Photograph by Nancy Crampton.

W. H. Auden at the 92nd Street Y

An Essay

by Cynthia Ozick
There must be sorrow if there can be love.
—from “Canzone”


Ah, the fabled Sixties and Seventies! Jack Kerouac and William Burroughs! The glorious advent of Howling! Of Getting Stoned! The proliferation of Ginsbergian Exclamation Points!

To secure the status of their literary subversion, these revolutionary decades were obliged, like the cadres of every insurrection, to denigrate and despise, and sometimes to blow up, their immediately predecessor, the Fifties—the middling middle, the very navel, of the twentieth century. The Fifties, after all, were the Eisenhower years, stiff and small like Mamie’s bangs (and just as dated), dully mediocre, constrained, consumerist, car-finned, conformist, forgettable, and stale as modernism itself. Randall Jarrell, one of its leading poets and critics, named this midcentury epoch “the Age of Criticism”—and what, however he intended it, could suggest prosiness more? And what is prosiness if not the negation of the lively, the living, the lasting, the daring, the true, and the new?

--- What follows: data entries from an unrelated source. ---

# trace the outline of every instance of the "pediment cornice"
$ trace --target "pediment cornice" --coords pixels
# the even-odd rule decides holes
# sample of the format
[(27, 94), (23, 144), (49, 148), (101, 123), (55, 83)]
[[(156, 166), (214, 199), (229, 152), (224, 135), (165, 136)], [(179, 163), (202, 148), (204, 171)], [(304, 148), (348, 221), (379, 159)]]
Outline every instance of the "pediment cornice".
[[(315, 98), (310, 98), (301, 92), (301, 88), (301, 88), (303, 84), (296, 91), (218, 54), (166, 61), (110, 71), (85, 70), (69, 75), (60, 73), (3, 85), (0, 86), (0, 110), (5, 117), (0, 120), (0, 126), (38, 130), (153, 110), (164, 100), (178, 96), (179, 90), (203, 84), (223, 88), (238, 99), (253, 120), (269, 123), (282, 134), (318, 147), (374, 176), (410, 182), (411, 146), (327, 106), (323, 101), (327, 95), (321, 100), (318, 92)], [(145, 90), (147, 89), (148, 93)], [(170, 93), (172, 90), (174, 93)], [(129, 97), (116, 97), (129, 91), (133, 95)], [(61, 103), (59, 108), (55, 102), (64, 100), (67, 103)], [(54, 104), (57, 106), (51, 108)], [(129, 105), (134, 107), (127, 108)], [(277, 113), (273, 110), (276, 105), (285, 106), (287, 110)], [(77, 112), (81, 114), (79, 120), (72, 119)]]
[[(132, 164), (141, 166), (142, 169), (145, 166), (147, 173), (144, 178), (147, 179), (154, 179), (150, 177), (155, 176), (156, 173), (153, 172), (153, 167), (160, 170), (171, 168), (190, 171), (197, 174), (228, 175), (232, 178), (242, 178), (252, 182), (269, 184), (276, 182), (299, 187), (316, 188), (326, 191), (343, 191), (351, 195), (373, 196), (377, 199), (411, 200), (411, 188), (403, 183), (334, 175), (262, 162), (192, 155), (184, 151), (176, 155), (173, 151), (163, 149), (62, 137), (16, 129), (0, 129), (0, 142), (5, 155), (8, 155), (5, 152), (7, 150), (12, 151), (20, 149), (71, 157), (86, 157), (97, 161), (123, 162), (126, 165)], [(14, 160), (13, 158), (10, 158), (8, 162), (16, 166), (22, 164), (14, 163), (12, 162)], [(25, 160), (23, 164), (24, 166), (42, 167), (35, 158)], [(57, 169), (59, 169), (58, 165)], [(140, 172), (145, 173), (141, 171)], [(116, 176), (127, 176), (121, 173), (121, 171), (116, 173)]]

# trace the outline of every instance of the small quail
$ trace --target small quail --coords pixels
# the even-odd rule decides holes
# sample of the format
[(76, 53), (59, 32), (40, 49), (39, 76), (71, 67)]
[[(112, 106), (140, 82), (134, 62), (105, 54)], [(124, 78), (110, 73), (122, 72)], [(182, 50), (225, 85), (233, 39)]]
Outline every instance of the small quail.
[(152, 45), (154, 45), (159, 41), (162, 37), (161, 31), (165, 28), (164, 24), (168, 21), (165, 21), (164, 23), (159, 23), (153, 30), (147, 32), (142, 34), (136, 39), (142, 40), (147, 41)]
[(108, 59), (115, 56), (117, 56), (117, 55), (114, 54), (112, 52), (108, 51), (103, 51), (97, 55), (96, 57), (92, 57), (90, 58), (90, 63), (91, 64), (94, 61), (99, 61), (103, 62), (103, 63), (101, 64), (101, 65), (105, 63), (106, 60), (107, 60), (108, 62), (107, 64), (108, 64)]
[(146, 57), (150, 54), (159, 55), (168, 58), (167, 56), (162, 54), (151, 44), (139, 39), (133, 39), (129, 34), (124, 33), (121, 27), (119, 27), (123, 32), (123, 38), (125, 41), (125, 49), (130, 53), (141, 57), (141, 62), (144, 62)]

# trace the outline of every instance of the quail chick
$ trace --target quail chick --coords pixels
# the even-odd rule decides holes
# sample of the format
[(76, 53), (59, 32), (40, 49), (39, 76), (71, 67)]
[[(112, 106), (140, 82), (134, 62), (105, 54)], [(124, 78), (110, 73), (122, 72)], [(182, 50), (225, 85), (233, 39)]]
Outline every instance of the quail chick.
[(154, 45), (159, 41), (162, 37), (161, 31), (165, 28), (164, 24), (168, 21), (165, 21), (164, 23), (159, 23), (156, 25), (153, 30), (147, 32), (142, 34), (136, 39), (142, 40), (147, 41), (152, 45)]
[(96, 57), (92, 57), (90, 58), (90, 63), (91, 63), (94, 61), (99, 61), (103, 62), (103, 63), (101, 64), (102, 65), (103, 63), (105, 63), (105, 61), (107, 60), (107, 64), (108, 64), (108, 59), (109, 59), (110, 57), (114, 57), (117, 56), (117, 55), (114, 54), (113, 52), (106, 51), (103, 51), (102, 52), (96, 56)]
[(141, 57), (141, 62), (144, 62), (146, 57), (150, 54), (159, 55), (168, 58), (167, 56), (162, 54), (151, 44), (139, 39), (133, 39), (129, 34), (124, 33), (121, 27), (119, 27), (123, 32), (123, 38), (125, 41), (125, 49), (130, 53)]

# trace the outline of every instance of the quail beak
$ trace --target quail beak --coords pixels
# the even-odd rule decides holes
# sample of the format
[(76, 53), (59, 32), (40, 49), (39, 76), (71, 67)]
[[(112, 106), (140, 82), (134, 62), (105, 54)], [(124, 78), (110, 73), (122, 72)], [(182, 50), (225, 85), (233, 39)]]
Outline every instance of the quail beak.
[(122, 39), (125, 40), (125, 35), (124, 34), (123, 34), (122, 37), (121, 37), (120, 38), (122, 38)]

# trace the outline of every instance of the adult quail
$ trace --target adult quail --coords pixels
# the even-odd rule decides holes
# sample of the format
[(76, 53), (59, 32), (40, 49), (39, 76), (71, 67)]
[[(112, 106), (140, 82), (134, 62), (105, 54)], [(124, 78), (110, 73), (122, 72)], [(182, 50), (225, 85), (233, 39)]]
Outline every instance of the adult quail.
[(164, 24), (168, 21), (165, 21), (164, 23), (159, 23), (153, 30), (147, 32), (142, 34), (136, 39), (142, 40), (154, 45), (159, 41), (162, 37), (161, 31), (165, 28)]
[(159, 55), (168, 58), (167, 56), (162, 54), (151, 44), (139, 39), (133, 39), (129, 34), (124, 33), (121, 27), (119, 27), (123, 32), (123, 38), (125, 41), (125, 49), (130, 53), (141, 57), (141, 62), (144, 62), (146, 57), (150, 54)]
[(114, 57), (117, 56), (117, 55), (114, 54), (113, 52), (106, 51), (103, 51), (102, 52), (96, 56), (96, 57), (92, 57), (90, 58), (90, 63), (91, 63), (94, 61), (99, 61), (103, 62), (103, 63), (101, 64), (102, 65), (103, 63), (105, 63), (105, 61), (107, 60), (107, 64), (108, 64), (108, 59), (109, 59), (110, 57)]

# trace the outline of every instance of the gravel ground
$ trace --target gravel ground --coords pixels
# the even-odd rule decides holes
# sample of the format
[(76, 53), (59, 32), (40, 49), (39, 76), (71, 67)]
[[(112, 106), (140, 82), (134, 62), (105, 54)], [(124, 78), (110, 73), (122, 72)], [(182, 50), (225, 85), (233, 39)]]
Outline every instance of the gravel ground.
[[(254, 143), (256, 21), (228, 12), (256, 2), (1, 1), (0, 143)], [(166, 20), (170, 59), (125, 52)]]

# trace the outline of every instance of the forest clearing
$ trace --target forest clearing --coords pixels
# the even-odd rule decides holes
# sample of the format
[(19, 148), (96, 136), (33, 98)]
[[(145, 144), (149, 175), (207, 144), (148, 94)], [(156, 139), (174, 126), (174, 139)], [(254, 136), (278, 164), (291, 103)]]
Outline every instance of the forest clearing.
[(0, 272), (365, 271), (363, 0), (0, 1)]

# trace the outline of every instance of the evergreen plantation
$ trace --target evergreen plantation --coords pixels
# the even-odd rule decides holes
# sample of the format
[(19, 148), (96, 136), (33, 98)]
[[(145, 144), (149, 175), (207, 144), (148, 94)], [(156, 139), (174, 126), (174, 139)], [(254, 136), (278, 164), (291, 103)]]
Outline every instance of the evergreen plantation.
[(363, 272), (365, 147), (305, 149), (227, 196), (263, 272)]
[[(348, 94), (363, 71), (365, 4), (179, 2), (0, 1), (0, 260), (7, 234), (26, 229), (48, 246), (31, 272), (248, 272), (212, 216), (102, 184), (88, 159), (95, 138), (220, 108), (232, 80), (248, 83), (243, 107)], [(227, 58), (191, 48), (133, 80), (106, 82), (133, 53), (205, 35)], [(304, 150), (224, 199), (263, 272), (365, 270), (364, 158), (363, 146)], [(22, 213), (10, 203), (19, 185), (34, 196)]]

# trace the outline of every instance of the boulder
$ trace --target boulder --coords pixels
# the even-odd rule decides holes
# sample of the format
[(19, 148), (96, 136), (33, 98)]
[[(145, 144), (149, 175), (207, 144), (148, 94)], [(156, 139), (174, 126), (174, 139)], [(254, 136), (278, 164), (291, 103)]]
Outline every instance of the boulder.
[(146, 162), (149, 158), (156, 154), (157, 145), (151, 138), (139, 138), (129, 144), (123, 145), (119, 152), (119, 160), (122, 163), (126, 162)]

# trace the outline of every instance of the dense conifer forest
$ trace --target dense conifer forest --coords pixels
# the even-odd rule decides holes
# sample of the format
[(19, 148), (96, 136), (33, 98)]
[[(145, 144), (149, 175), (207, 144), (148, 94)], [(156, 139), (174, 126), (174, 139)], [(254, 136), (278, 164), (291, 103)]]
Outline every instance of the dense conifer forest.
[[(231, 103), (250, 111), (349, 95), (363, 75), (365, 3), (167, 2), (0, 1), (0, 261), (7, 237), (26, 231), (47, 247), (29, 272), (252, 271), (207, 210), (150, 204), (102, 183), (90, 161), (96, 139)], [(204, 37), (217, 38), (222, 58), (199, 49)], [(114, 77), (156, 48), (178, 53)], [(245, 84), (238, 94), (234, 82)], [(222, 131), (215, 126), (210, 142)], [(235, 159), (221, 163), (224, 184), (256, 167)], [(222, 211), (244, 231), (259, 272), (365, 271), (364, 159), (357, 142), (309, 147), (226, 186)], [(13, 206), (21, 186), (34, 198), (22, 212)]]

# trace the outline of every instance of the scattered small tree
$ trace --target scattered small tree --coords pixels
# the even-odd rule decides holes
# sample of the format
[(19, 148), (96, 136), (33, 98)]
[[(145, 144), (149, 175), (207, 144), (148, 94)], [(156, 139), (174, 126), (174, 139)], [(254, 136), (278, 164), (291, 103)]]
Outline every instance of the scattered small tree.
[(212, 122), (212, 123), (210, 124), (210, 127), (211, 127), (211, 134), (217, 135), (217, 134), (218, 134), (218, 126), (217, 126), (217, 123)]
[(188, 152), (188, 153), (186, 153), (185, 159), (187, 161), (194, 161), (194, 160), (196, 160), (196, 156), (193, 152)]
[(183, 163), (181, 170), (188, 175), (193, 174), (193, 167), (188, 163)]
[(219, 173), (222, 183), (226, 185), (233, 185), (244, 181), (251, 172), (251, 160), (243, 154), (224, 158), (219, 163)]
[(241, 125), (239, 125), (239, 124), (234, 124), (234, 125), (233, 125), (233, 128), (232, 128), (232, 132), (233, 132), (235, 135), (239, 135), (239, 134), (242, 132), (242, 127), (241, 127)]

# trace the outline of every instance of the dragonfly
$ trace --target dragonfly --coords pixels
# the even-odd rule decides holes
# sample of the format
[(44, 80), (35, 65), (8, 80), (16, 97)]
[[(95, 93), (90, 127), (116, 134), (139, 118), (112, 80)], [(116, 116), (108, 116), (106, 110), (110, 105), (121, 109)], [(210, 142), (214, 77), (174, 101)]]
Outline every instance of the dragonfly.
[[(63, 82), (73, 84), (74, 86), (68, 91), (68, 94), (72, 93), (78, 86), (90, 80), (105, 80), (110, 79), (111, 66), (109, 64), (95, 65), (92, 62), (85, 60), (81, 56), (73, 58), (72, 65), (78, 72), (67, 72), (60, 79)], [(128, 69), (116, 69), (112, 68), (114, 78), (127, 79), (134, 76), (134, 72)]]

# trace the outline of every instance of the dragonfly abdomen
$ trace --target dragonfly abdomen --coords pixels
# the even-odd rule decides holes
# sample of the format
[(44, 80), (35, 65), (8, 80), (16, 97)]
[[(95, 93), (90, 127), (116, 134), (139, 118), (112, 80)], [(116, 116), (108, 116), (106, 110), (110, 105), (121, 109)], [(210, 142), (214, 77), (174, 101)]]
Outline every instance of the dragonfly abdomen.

The reality was sublimely opposite. It was, in fact, the Age of Poetry, a pinnacle and an exaltation; there has not been another since. Its poets were more than luminaries—they were colossi, their very names were talismans, and they rose before us under a halo of brilliant lights like figures in a shrine. It was a kind of shrine: the grand oaken hall, the distant stage and its hallowed lectern, the enchanted voices with their variegated intonations, the rapt listeners scarcely breathing, the storied walls themselves in trance—this was the Poetry Center of the 92nd Street Y in the heart of the twentieth century.